Linda Jaivin’s first novel, the comic-erotic Eat Me, was a bestseller in Australia for seven months and was published in a dozen countries; as Mange Moi, it became a bestseller in France as well. Kirkus Reviews wrote of Eat Me that ‘This tossed salad of erotic scenarios charms as few examples of its genre ever have.’ Glamour (USA) said it was ‘the sexiest thing to come out of Australia since Mel Gibson.’ Even the TLS reviewer confessed: ‘Some of the scenes described actually turned me on.’

Her second novel was Rock n Roll Babes from Outer Space, described by the Washington Post as ‘witty and wickedly satiric… Few writers have skewered the rock and roll world so savagely and accurately and with so much delight’. The Melbourne Age called Linda Jaivin’s third novel, Miles Walker, You’re Dead ‘rapier sharp’ and the Bulletin said it was ‘a treat not to be missed.’ After that came the novella Dead Sexy, and then in 2006, the novel The Infernal Optimist, a dark comedy set in an immigration detention centre which the Sydney Morning Herald labelled ‘an Australian Catch-22’ and which was shortlisted for the Australian Literature Society Gold Medal in 2007.

Linda Jaivin’s short stories have appeared in numerous journals and anthologies including, most recently, The Penguin Book of the Road (2008) and In Bed With, a collection of erotic tales by authors including Fay Weldon and Maggie Alderson, and also published by Penguin in 2008. Her plays, which have been produced in Sydney, Melbourne, Newcastle, Wollongong and Adelaide, include Halal el Mashakel and Seeking Djira.

She has also published two works of non-fiction – the collection of essays Confessions of an S&M Virgin and the China book The Monkey and the Dragon. Her essays on China and other subjects have appeared in both international and Australian publications including The Los Angeles Times Book Review, Rolling Stone (Australia), The Monthly (Australia) and her essays have been chosen a number of times for inclusion in the annual Best Australian Essays.

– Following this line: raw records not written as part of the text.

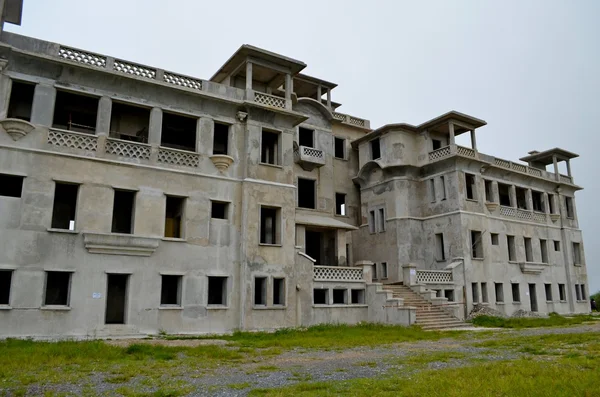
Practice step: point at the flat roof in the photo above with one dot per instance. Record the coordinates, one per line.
(246, 51)
(547, 156)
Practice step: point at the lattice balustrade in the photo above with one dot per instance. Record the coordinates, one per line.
(269, 100)
(335, 273)
(502, 163)
(183, 81)
(465, 151)
(178, 157)
(128, 149)
(73, 140)
(357, 121)
(133, 69)
(78, 56)
(439, 153)
(339, 116)
(434, 276)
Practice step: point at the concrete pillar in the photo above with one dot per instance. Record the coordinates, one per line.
(409, 274)
(104, 115)
(42, 109)
(155, 126)
(340, 240)
(451, 131)
(512, 193)
(248, 75)
(473, 140)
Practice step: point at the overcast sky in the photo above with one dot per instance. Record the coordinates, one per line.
(531, 69)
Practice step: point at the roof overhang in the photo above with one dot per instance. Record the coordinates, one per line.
(547, 156)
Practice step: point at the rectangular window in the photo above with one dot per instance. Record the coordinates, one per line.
(340, 296)
(358, 296)
(11, 185)
(5, 284)
(178, 132)
(443, 187)
(307, 193)
(504, 194)
(544, 250)
(75, 112)
(576, 254)
(528, 249)
(499, 292)
(484, 292)
(260, 291)
(269, 148)
(383, 270)
(320, 296)
(432, 197)
(561, 292)
(569, 207)
(439, 247)
(340, 204)
(476, 245)
(375, 149)
(537, 199)
(512, 249)
(516, 292)
(65, 205)
(123, 211)
(521, 198)
(21, 100)
(170, 291)
(217, 290)
(174, 217)
(221, 139)
(489, 191)
(219, 209)
(470, 185)
(57, 288)
(551, 205)
(269, 225)
(279, 291)
(306, 137)
(475, 292)
(548, 289)
(495, 238)
(339, 148)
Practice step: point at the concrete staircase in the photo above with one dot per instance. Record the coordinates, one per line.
(429, 317)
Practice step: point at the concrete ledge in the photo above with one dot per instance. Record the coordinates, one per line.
(120, 244)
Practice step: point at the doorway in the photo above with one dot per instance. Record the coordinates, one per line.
(116, 298)
(533, 297)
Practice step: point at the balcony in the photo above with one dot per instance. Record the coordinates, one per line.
(309, 158)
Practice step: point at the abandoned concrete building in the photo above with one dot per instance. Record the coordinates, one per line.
(135, 200)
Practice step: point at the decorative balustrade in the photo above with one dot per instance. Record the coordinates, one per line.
(178, 157)
(73, 140)
(269, 100)
(128, 149)
(525, 215)
(337, 273)
(434, 276)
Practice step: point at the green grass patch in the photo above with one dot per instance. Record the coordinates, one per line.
(554, 320)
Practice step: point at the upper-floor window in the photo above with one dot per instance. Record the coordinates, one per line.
(269, 147)
(21, 100)
(75, 112)
(375, 149)
(221, 139)
(306, 137)
(179, 132)
(339, 146)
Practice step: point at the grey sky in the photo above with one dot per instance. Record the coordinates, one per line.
(531, 69)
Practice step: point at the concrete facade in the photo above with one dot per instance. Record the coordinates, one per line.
(135, 200)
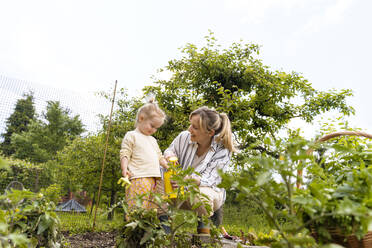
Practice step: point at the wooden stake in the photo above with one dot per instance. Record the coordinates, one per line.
(104, 158)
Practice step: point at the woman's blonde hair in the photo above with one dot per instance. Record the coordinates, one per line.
(210, 120)
(150, 110)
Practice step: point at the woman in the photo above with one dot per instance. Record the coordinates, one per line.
(207, 146)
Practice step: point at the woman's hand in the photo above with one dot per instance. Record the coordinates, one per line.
(174, 184)
(126, 173)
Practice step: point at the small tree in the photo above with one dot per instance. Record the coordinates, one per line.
(234, 80)
(18, 121)
(46, 137)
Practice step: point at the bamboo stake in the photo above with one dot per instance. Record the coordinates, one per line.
(104, 158)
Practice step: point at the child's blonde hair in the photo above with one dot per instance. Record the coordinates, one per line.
(150, 110)
(210, 120)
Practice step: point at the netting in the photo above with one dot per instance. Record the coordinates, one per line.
(88, 106)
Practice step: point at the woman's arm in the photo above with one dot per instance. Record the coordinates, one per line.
(209, 171)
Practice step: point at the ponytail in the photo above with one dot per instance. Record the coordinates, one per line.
(225, 133)
(210, 119)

In 1992, Jaivin co-edited the acclaimed anthology of translations from the Chinese, New Ghosts, Old Dreams: Chinese Rebel Voices with Geremie Barmé. She has translated chapters of Sang Ye’s China Candid and done the subtitles for such landmark Chinese films as Chen Kaige’s Farewell My Concubine, Tian Zhuangzhuang’s Blue Kite, Zhang Yimou’s Hero and Chen Kaige’s upcoming (release date: 12 December 2008) Forever Enthralled.

Her latest novel, A Most Immoral Woman, is set in China and Japan in 1904 and based on the true story of an affair between the great Australian journalist George ‘Chinese’ Morrison and a free-loving American heiress called Mae Perkins. It was published by Fourth Estate (HarperCollins Australia) in March 2009; publisher Linda Funnell has written that ‘This is the book Linda Jaivin was born to write – sexy, witty and surprising, encompassing her passion for China and her talent for the erotic.’

Linda is currently working on a libretto in English and Chinese for an opera based on a story from a Ming Dynasty novel for which she was awarded a Breaking New Ground grant from the Australia Council. Linda is a visiting fellow in the Pacific and Asian History Division, Research School of Pacific and Asian Studies at the Australian National University and lives in Sydney. In this recent profile Link Text Linda explains her motivations.

Her forthcoming novels, The Empress Lover and The Education of Proofreader Ding are both contracted to Fourth Estate/HarperCollins Australia.